Akşam yemeği için iki önerim var. Biri Tiflis adlı bir Gürcü restoranı. Yemeklerin lezzetli olduğu, hoş bir mekan. Servis de iyiydi. Merkezden metroyla (Metro istasyonu : Park Chelyuskintsev) ulaşabiliyorsunuz.
Diğeri ise Kuchmistr. Şehrin merkezinde, Belarus Army Drama Tiyatrosu önünde bulunuyor. Bu restoranda Belarus mutfağının lezzetlerini tatma imkanı buluyorsunuz. Restoranın ambiyansı hoş. Cuma ve cumartesi akşamları canlı müzik de var. Özellikle hafta sonları yer bulmak zor olduğundan, bir gün önceden rezervasyon yaptırmanızda fayda var. Kırmızı şarapta dinlendirilmiş dana eti çok lezzetliydi. Yanında patates, biber ve domatesle servis edilmişti. Fiyatlar biraz yüksek ama buna değiyor. Et yemekleri ortalama 30-35 ruble civarında.

Bunların dışında Belarus Hotel’in 21.inci katında bulunan ve şehrin manzarasını seyredebileceğiniz Panorama Restoranı ve Kızıl Kilise yakınındaki Gostiny Dvor’u deneyebilirsiniz.

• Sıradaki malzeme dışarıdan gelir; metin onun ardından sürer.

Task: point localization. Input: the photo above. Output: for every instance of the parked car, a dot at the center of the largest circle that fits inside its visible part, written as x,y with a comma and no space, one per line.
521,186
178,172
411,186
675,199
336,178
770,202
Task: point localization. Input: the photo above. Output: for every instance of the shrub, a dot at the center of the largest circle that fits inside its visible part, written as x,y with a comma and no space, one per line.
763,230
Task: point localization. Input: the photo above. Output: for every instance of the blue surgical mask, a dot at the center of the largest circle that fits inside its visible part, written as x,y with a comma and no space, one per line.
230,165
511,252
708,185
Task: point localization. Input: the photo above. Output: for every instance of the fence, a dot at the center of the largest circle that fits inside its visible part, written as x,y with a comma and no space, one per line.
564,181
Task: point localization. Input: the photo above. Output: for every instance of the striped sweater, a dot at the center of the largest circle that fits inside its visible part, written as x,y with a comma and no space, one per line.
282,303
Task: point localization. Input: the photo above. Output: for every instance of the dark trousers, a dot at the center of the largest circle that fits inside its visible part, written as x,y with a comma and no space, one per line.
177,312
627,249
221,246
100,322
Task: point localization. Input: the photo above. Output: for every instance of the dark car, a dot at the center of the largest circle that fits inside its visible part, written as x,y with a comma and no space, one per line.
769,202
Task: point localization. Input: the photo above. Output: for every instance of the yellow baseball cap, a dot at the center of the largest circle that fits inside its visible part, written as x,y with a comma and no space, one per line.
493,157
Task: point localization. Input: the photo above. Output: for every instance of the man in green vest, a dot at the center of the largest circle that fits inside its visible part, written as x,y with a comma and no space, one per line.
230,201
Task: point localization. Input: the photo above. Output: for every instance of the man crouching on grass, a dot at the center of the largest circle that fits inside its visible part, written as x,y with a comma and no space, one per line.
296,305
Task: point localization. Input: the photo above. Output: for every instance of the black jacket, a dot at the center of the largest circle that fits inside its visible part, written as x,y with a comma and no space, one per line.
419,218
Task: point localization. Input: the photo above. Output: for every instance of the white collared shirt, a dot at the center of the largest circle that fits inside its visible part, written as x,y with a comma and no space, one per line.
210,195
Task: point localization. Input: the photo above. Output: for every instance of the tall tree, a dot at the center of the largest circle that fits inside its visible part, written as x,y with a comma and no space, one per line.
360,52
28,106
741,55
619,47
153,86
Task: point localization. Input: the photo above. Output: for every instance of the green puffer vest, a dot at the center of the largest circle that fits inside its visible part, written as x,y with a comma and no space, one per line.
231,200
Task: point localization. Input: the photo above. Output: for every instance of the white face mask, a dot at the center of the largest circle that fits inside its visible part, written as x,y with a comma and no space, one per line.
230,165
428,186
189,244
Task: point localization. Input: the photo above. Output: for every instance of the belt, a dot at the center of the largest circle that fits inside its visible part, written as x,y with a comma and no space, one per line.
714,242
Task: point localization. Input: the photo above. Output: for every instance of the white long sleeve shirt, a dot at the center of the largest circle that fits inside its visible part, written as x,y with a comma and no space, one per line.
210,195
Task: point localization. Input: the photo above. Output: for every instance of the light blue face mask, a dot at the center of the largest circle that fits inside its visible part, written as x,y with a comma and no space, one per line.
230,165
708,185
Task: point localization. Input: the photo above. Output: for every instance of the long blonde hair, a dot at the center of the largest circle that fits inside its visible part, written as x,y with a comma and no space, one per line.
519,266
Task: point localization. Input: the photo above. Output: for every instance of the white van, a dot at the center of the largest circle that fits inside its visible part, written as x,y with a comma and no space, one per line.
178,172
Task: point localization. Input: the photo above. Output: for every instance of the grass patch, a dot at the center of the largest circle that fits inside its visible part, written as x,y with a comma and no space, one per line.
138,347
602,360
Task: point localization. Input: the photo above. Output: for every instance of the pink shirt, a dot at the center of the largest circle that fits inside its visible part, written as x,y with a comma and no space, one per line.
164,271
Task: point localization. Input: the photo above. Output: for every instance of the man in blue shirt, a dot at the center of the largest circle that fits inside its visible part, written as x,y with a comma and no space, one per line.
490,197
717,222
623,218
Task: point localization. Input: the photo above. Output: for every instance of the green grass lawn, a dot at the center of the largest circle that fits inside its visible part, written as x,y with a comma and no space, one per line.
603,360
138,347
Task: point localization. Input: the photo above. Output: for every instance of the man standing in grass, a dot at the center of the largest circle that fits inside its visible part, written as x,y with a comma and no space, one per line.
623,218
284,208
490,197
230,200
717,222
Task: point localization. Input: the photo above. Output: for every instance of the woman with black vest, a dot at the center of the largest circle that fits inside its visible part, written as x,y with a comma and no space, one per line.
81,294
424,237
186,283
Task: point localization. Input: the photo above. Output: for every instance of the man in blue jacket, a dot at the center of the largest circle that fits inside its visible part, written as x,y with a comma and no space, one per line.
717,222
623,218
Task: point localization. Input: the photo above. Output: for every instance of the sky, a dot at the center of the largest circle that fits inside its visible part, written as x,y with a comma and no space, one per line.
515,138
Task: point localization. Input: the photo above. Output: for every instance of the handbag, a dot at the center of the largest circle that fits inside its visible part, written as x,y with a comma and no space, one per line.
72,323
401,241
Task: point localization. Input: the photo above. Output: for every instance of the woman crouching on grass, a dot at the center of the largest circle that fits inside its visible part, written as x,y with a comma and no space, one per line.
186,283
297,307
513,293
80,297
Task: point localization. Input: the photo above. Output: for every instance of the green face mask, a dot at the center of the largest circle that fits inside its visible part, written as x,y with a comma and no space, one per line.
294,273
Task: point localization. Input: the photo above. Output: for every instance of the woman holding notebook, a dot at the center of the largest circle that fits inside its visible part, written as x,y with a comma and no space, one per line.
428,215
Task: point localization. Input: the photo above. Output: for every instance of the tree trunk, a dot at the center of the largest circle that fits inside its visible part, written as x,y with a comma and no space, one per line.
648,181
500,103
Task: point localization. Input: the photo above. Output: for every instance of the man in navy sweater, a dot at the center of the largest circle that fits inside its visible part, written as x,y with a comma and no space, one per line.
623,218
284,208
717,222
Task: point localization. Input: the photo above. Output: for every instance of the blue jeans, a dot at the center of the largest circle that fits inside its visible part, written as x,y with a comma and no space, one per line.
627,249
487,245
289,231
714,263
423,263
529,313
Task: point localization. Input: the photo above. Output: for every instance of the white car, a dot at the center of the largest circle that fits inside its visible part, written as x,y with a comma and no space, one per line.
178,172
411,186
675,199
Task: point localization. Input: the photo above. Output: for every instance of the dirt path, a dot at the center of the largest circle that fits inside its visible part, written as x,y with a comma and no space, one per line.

Sabah kahvaltısı yapabileceğiniz ya da gün içinde bir şeyler yeyip içebileceğiniz Avrupai tarzda bir mekan düşünüyorsanız, kesinlikle merkezdeki News Cafe’yi öneririm. Ben hemen hemen her gün buraya uğradım. Kahvaltı için geniş bir menüsü var. Ayrıca kahve içmek için düşünülebilecek güzel, rahat bir mekan. Hem yerli halk, hem de turistler tarafından ilgi görüyor. Buranın  öğlen ve akşam yemek servisi de var. Krep, makarna gibi şeyler de yiyebilirsiniz.

BeyazRusya - BeyazRusya22.jpg

Minsk’te Gece Hayatı  :

Açıkça söylemek gerekirse Türklerin çok büyük kısmı buraya renkli gece hayatı için geliyor.  Minsk’de çok iyi gece kulüpleri var. Bunların başında Next Night Club geliyor. Merkezdeki Crown Plaza Oteli’nin 3. katında. Pazartesileri hariç her gün 22-06 arası açık. Türklerin de en çok tercih ettiği elit bir mekan. Giriş ücreti 2016’da hafta içi 15 ruble idi. Hafta sonları ise daha yüksek.

Bir diğer tercih edilen mekan ana cadde Nezavisimosti üzerindeki Dozari Night Club. Burası Minsk’in en pahalı gece kulüplerinden biri. Hafta sonları giriş ücreti için 40 Ruble (2016’da) ödeniyor. Hafta içi ise bunun yarısı kadar bir giriş ücreti alınıyor. Pazartesi ve Salı günleri kapalı.  Diğer günler 22-06 arası açık.

Eğer Irish Pub tarzı, çok güzel rock müziklerin çaldığı hoş bir mekan arıyorsanız, Clever Irish Pub ile TNT Rock Club tercih edilebilir. Hafta sonları canlı müzik var. Ayrıca Mojito Bar, Coyote Bar ve Black House Club gibi başka mekanlar da var.

BeyazRusya - BeyazRusya23.jpg

Not : Burada 2016 yılındaki fiyatları belirttim. Bu ülkeye gidecekler daha farklı fiyatlarla karşılaşabilirler.